Two and a half months after COVID-19 was officially declared a pandemic, we lament a great and acute loss of life, especially in places like Lombardy and New York. Since the outbreak was detected in Wuhan in December 2019, the global death toll is estimated to be 346,000 as of this writing. But because our interventions can harm as well as help, it is not unreasonable to put this number in context.
We now know that the death toll is not comparable to that of the 1918 pandemic. We also now know that the virus has spread widely, but for the vast majority of people it is far less lethal than we thought: it kills far fewer than 3.4 percent of those who develop symptoms. Late last week the CDC adopted an estimated death rate of 0.4 percent for those who develop symptoms and acknowledged that there are many other infected people who develop no symptoms at all. These estimates will continue to improve as time goes on, but it is clear that the numbers are much lower than first feared. The exact infection fatality rate varies across populations and settings, but it appears that in most situations outside nursing homes and hospitals, it tends to be very low.

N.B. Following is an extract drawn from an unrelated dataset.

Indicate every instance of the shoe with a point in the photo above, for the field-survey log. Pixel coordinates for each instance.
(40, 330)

We have learned that COVID-19 is yet another disease that unfortunately and disproportionately affects the elderly, the disadvantaged, and those with multiple underlying medical conditions. Besides massacring nursing homes, and having the potential to infect many vulnerable patients and providers in hospitals, it painfully emerges as yet another disease of inequality. The poor, the homeless, people in prisons, and low-wage workers in meat-processing plants and other essential jobs are among the hardest hit, while privileged people like me are videoconferencing in safety. That is a tragic disparity.
Given what we know now, it is reasonable to consider alternatives to population-wide lockdown, even as we focus on protecting those most at risk and support health care systems to care for patients who are sick.
Good science can come from public health epidemiology, from the study of infectious diseases, from evidence-based medicine, from clinical epidemiology, or from any discipline. I agree with Lipsitch that we need to respect the totality of the evidence—including, I would stress, evidence about the harms of prolonged lockdown—rather than rely too narrowly on the claims of any one disciplinary specialty. At the beginning, in the absence of high-quality data, we can do what seems most reasonable, following the precautionary principle and using common sense. But beyond this point, failing to correct our ignorance and adapt our actions as quickly as possible is not good science. Nor is politicizing scientific disagreement or looking away from the undeniable harms of our well-intentioned actions.